Нет, не обмолвится Залёткин в возможных будущих записках, что именно речь Парамонова ускорила решение о строительстве бассейна. Речь, напоминавшая генеральному директору себя самого — молодого. Бойцовского петушка с таким же чубом-гребнем, на который перед отъездом за океан лишь в приказном порядке напялили вместо кепки фетровую шляпу. Себя, но не битого, не тёртого, хоть кому правду-матку режущего — редкий по нынешним уклончивым временам экземпляр деятельного, непокорного и, чем чёрт не шутит, идейного, что ли, нахала.

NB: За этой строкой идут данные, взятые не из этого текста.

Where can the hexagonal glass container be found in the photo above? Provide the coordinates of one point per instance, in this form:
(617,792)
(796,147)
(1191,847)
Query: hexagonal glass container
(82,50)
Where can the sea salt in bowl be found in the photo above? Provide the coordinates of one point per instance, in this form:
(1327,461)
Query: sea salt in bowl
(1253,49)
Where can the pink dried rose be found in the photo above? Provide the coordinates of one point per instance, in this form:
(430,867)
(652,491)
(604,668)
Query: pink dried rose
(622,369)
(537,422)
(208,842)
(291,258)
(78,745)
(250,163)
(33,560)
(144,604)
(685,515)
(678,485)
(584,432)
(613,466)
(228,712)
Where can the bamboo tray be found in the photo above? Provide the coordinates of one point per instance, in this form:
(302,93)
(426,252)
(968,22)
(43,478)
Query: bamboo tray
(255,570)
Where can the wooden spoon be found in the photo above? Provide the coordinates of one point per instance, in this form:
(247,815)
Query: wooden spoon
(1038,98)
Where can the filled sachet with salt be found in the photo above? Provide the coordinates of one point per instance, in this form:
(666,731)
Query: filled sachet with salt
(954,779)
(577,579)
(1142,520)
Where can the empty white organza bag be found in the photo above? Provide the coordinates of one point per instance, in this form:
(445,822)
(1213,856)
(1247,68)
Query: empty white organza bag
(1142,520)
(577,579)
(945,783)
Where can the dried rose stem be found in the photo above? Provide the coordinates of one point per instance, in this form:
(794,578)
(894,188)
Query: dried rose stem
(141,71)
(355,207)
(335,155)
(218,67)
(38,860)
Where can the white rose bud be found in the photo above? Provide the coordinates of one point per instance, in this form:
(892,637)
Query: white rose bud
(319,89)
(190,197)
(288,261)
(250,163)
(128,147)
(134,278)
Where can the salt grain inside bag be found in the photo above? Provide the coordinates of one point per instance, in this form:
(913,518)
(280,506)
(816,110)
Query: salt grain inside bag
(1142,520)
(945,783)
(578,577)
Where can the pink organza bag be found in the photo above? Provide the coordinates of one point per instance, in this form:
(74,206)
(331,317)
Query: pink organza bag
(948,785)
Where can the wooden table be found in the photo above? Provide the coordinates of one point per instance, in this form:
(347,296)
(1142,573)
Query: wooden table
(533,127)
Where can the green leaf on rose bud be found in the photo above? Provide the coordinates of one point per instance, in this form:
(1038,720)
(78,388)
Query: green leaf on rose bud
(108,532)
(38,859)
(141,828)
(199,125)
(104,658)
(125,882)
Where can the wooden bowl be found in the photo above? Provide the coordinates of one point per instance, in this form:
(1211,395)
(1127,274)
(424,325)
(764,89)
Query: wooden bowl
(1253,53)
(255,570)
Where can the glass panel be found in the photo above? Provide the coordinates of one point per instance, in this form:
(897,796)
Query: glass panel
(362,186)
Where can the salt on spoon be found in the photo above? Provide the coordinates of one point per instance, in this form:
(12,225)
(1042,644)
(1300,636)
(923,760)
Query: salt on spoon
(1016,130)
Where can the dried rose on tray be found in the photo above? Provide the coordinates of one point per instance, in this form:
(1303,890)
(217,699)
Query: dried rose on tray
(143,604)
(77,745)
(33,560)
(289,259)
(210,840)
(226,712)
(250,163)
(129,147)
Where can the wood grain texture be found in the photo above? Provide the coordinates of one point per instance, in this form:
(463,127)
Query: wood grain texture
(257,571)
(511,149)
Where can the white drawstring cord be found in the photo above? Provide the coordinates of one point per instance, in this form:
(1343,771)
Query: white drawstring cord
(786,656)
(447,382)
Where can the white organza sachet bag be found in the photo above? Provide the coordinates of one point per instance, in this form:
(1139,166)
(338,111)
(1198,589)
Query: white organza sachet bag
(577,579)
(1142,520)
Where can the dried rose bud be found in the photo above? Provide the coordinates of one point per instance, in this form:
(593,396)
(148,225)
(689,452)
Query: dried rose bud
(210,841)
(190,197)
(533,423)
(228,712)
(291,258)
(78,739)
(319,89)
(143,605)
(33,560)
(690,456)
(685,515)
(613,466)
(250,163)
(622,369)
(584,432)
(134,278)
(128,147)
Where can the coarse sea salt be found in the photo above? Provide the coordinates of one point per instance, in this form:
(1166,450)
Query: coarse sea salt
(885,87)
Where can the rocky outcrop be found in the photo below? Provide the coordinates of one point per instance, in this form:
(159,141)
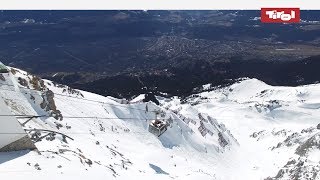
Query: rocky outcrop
(48,105)
(21,144)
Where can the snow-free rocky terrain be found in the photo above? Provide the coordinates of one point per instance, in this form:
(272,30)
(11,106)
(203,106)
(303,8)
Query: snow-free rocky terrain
(248,130)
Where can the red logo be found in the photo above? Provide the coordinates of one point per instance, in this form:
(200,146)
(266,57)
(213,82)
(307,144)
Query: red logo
(280,15)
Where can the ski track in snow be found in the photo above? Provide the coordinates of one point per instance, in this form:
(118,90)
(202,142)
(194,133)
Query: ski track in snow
(251,116)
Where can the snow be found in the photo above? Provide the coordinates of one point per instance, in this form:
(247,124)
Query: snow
(111,139)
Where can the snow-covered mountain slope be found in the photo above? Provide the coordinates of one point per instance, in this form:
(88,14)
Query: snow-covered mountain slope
(249,130)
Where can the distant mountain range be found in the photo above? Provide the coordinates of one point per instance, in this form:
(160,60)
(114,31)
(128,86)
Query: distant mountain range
(159,51)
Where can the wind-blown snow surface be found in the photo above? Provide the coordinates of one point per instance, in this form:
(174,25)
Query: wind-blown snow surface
(249,130)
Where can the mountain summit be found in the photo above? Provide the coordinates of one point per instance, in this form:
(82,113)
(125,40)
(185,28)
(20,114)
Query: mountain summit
(248,129)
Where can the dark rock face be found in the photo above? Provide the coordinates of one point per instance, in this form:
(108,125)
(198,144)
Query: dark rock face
(2,77)
(150,97)
(311,143)
(48,105)
(23,82)
(24,143)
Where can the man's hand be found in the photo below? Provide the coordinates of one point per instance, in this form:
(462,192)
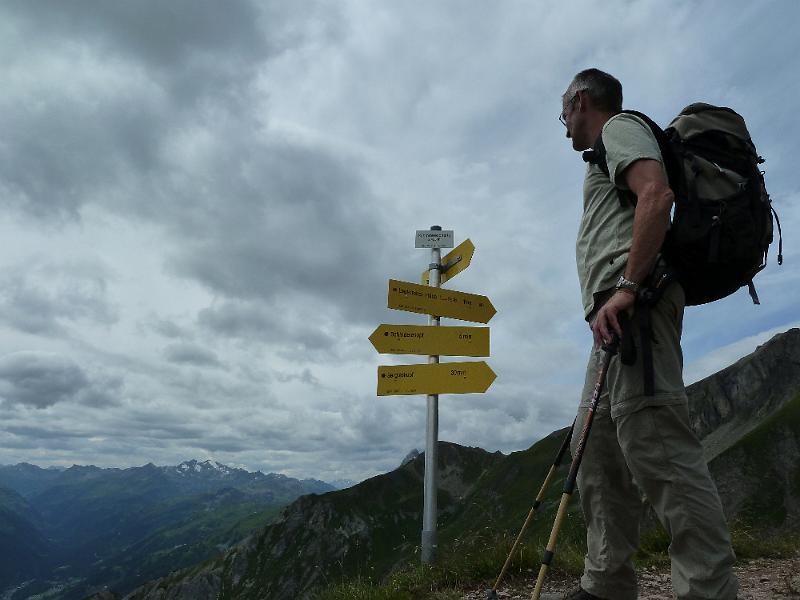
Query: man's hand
(607,320)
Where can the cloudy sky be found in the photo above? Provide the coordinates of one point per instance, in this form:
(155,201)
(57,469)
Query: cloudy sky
(202,203)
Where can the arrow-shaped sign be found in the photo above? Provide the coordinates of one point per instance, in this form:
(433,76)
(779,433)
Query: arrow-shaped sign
(413,297)
(441,378)
(431,340)
(453,262)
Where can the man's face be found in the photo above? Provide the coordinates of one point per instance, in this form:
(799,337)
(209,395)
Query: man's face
(571,118)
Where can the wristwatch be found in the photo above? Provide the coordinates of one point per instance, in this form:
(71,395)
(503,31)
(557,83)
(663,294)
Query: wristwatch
(626,285)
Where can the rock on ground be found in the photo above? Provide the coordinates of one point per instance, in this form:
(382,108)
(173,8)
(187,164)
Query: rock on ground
(760,579)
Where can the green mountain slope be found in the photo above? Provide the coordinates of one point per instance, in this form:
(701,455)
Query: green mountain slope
(122,527)
(746,415)
(25,550)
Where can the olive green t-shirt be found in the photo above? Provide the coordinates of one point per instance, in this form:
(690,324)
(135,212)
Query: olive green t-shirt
(606,230)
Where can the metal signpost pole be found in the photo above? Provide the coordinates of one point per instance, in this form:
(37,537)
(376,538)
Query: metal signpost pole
(431,435)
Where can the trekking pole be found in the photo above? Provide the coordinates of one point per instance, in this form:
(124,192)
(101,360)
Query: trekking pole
(569,485)
(492,593)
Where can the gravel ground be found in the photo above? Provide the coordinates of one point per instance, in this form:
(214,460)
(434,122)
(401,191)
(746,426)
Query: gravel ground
(761,579)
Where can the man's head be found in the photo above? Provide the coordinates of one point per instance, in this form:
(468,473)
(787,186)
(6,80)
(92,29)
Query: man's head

Впрочем, почему в «возможных» и «будущих» записках? Что-то же пишет он по ночам в служебном кабинете, мучаясь бессонницей и не желая возвращаться в квартиру, такую громадную и пустую после того, как овдовел и как разъехались дети, увезя внуков. Он сидит, заполняя собою кресло и, кажется, прочно, но как на единственную опору опираясь на массивный резной стол красного дерева. Стол установлен не перекладиной к другому — длинному, для заседаний, но в противоположном конце кабинета, близ окна, выходящего на улицу Кормунина. Такой порядок завёл Кормунин: он не любил в одиночку работать близ того места, где работаешь совместно с подчинёнными. Иные решения надо принимать всем миром, иные — наедине с собой, полной мерой своей ответственности. Необычное разделение рабочих мест эту мысль подчёркивало, Залёткин порядок оставил.

Он сидит, старый, тяжёлый — не от прожитого, а от пережитого — и неторопливо, разборчиво выводит то, что мысленно, в насмешку над собой зовёт «мумуар» и скрывает от всех. Мемуары — удел пенсионеров, он же намерен из этого кабинета уйти не на «заслуженный отдых», но вслед за Кормуниным. Светит литая настольная лампа на трёхгранной ноге: одна грань запечатлела фигуру рабочего с молотом, другая — крестьянина бородатого, с серпом, третья — красноармейца в будёновке и с винтовкой. Лампа — наследство Кормунина. Посверкивает золотая звёздочка на вечном неизносимом довоенном бостоне, поскрипывает золотое вечное перо, подарок заводовладельца в городе Чикаго, штат Иллинойс. И светит через окно высоким и широким, сплошь застеклённым фасадом, похожим и в самом деле на парус старинной ладьи, комбинатский бассейн «Парус», также находящийся на улице Кормунина — напротив.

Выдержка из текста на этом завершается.